The solution doesn’t have to involve a complete overhaul, but instead can simply be finding ways to make smarter use of equipment, refining process flow and identifying where capacity is being underutilized.
Following are three real-world examples of practical, cost-effective solutions we brought to our customers who were facing these efficiency challenges, significantly improving their throughput, reducing downtime, and enhancing operational flexibility at relatively low cost.
1) SPLIT PRODUCTION PROCESS
Many companies start out by processing all their products in a single batching vessel, regardless of the range of demand and production requirements. But as their business grows, that setup may no longer suffice. For example, when a top-selling product requiring production of five full batches in a 100-gallon capacity vessel per day must share capacity with a lower-selling product processed in one batch of only 50 gallons in the same 100-gallon vessel.
SOLUTION: Facing this situation, the processor split the production process by adding a second, larger 500-gallon vessel that allowed the plant operator to make a single 500-gallon batch each day of its best-selling product, and then use their current 100-gallon vessel to process its lower-demand products as needed. This solution not only increased production capacity and scalability, but decreased processing time and cleaning required, compared to sharing a single vessel.

2) INGREDIENT STAGING PROCESS
Other processes require different cooking, boiling or blending operations to be performed in the batching vessel prior to the main batch process. For example, a tomato sauce containing meat may require pre-cooking of the ground beef, which is then added to the main batch process. In a single vessel, this requires a two-step processing operation, where the meat must first be cooked, then the juices removed before adding the tomato base and other starter ingredients to begin processing the main batch.
In this case, the bottleneck occurred when the large capacity main production vessel was used to process a relatively small amount of ingredients. Specifically, using a 1,000-gallon main batching vessel to process only 200 gallons of one of the ingredients prior to the main batch process. This was highly inefficient because it hijacked valuable batch production capacity from the large vessel. It was also more expensive in energy costs to heat the large vessel.
SOLUTION: By adding a smaller staging vessel, ingredients requiring pre-cooking or other pre-batch processes were offloaded to it, eliminating the filling, emptying, cleaning and re-filling operations that had been required for the main batching vessel. Ingredients can now be cooked, heated or mixed in this staging vessel for as long as necessary, freeing up the main vessel for continuous batch production.

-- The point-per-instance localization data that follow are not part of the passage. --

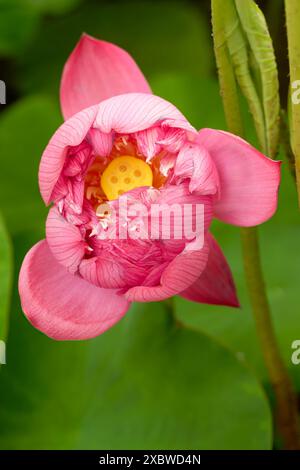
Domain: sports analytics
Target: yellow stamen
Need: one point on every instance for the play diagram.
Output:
(123, 174)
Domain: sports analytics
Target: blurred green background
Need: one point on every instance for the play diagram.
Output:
(153, 381)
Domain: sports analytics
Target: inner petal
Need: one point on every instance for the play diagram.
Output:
(123, 174)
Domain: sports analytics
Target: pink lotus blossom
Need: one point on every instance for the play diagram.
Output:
(75, 284)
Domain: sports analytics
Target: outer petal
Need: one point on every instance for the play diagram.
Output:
(71, 133)
(180, 273)
(97, 70)
(132, 112)
(215, 285)
(61, 305)
(135, 112)
(65, 241)
(248, 180)
(195, 163)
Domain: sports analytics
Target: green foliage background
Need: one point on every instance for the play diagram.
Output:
(192, 380)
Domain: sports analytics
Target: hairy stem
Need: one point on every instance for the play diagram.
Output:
(286, 402)
(292, 9)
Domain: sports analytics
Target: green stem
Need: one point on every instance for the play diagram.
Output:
(292, 9)
(286, 402)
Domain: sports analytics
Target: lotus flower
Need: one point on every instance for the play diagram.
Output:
(118, 140)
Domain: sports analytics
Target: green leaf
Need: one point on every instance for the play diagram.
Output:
(25, 129)
(201, 103)
(241, 26)
(52, 6)
(145, 384)
(18, 23)
(5, 278)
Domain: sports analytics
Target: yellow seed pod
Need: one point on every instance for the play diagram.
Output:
(123, 174)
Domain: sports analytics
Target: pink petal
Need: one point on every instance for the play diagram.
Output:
(180, 273)
(101, 143)
(248, 180)
(195, 163)
(71, 133)
(65, 241)
(147, 142)
(215, 285)
(97, 70)
(61, 305)
(135, 112)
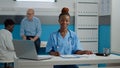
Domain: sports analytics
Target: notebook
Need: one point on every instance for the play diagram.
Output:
(25, 49)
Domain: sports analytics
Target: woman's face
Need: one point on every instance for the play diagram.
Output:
(30, 15)
(64, 21)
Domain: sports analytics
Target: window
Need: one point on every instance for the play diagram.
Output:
(39, 0)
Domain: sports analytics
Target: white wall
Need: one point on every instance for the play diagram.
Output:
(10, 7)
(115, 26)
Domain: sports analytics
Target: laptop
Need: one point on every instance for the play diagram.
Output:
(25, 49)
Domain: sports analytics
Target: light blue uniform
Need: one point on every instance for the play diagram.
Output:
(65, 46)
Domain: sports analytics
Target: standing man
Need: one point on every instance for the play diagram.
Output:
(6, 45)
(31, 29)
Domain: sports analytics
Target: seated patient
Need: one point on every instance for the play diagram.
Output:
(64, 41)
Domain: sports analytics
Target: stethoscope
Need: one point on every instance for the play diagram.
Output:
(69, 39)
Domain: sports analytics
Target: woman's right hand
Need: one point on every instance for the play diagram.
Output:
(55, 53)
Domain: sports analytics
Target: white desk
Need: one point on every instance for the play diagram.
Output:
(91, 59)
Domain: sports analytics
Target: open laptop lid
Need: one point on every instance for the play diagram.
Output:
(25, 49)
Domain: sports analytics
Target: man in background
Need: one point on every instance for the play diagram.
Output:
(31, 28)
(6, 45)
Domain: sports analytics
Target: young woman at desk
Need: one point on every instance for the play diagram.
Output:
(64, 41)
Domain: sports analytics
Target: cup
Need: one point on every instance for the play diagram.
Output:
(106, 51)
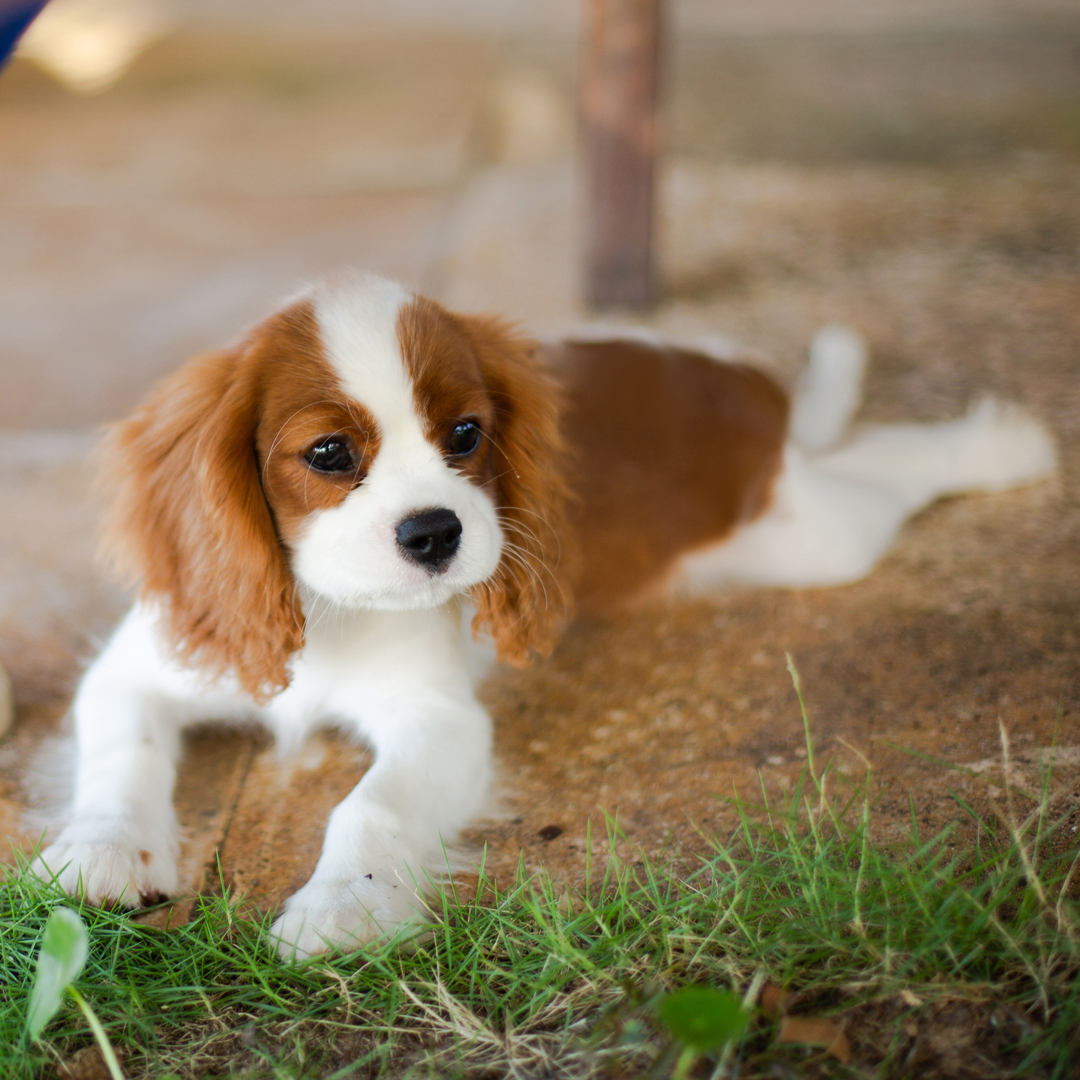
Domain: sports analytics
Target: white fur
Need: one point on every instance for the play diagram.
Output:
(349, 555)
(829, 388)
(388, 655)
(835, 514)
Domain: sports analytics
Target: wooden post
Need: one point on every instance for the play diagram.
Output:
(618, 103)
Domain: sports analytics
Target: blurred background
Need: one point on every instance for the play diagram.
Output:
(170, 171)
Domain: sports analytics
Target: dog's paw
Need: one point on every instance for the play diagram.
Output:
(343, 915)
(106, 862)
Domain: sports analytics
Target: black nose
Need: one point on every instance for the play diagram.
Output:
(430, 537)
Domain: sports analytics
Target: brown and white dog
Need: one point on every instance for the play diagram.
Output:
(319, 515)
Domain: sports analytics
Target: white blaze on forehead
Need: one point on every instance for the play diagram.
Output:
(359, 324)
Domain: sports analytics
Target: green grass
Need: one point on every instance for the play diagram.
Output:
(895, 943)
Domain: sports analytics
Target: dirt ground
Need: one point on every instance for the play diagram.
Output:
(920, 186)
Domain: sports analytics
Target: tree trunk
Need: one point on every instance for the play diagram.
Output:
(618, 103)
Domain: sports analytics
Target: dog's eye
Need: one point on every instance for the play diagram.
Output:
(463, 439)
(331, 455)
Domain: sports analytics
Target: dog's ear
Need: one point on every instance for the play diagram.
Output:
(186, 515)
(525, 604)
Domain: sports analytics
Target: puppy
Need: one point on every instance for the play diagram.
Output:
(322, 517)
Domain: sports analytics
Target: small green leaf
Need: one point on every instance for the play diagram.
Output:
(703, 1018)
(63, 955)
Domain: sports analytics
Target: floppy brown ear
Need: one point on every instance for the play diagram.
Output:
(527, 601)
(187, 516)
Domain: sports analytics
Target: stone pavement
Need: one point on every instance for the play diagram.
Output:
(935, 212)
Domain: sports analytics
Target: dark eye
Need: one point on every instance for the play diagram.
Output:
(463, 439)
(331, 455)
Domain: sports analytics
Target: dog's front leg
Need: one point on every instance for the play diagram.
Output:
(121, 841)
(431, 775)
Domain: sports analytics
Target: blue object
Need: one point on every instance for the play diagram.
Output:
(15, 16)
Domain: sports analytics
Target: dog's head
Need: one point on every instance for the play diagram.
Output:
(363, 447)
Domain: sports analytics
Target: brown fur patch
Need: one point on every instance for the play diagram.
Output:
(448, 386)
(467, 366)
(671, 450)
(187, 510)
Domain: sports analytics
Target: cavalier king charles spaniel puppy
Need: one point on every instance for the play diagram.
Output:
(324, 517)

This resulted in a more streamlined production flow, fewer man-hours per batch and lower energy consumption.

3) INGREDIENT VARIATION PROCESS
Many products use a standard base, to which a unique flavor or color is added, to manufacture different product variations. Examples include flavored candies, crayons of different colors or personal products having different scents.
If a single batching vessel is used, a different batch must be produced for each color, flavor, etc., with extra time required to prepare the base, add in the color, flavor, etc., mix and process each batch, discharge the vessel, then clean it thoroughly to prepare for the next different batch. This process is then repeated for each product variation, multiplying each of these time-consuming steps.

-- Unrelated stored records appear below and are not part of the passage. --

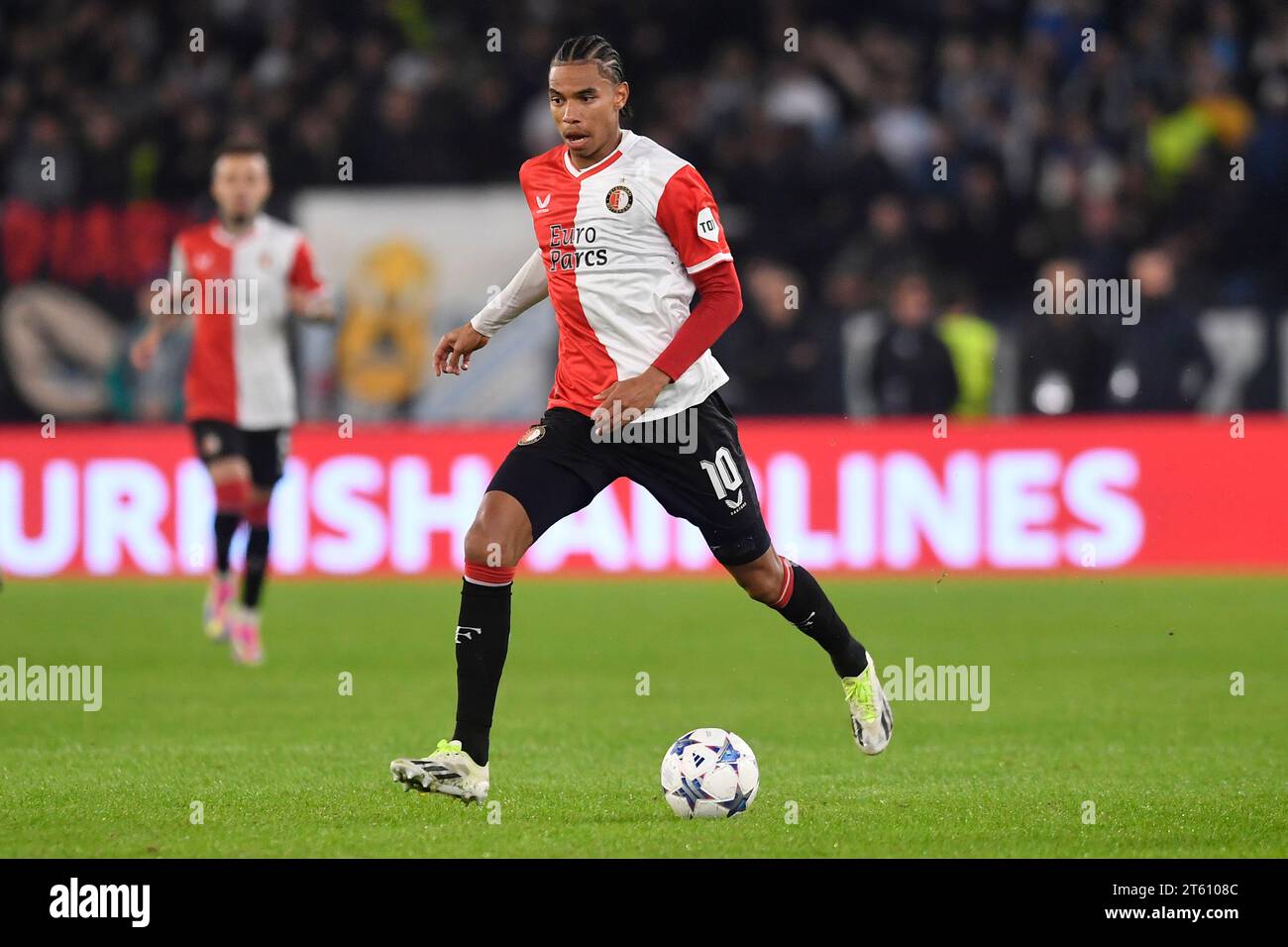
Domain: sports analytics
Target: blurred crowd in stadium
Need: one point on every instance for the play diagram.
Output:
(1160, 155)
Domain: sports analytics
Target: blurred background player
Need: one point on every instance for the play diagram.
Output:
(626, 234)
(239, 277)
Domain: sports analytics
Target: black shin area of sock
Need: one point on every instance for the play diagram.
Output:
(226, 526)
(482, 642)
(257, 565)
(811, 612)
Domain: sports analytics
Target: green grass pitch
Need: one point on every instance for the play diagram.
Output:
(1103, 688)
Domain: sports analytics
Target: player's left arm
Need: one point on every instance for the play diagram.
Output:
(307, 291)
(687, 211)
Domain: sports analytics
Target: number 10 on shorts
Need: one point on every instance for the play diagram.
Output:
(725, 476)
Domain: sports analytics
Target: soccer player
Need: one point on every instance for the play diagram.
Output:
(240, 274)
(626, 234)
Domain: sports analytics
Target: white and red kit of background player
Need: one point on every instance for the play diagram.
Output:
(619, 244)
(240, 368)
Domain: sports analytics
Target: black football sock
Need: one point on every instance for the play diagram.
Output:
(807, 608)
(482, 642)
(226, 527)
(257, 565)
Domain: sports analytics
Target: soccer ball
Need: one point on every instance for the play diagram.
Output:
(709, 774)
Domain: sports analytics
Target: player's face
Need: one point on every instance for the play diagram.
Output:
(240, 187)
(585, 107)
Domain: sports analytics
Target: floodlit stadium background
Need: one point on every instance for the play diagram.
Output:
(879, 294)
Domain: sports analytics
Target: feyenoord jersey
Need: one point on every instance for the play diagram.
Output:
(621, 241)
(240, 368)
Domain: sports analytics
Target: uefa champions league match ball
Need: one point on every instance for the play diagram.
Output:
(709, 774)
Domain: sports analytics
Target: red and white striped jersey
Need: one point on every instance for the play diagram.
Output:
(618, 241)
(240, 368)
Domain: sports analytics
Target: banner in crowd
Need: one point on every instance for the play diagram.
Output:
(1077, 493)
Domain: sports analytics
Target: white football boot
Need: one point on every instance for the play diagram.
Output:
(870, 710)
(449, 770)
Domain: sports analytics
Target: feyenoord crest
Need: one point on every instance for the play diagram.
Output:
(619, 198)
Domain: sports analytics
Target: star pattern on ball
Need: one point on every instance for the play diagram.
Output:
(738, 802)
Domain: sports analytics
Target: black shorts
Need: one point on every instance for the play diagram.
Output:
(695, 468)
(265, 450)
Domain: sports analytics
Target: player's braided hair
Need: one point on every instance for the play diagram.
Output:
(596, 50)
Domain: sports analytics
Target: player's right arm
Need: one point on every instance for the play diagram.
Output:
(145, 348)
(520, 294)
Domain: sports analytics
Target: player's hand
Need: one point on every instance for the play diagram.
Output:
(312, 305)
(632, 394)
(454, 350)
(145, 350)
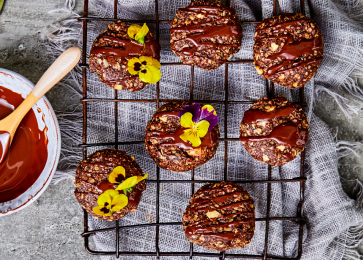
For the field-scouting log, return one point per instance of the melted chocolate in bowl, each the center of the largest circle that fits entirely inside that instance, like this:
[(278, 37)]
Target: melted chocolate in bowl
[(4, 144), (27, 154)]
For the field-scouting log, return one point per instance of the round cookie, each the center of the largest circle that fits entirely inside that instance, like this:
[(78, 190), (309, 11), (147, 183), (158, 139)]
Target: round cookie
[(92, 180), (111, 51), (162, 140), (220, 216), (206, 34), (274, 131), (288, 49)]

SOLUTION: To gain efficiencies, the process was reconfigured into three parts:
- The main processing vessel was used only to process the product base or pre-mix.
- Multiple, smaller vessels were added to hold each individual variable ingredient (e.g., color, flavor).
- The variable ingredients were combined with the base/pre-mix prior to the filling operation in a dedicated, smaller mixing vessel at the head-end of the filling system.
With this approach, adding variable ingredients to a standard base or liquid pre-mix significantly reduced overall production time and the labor required for setup and clean-out of every batch.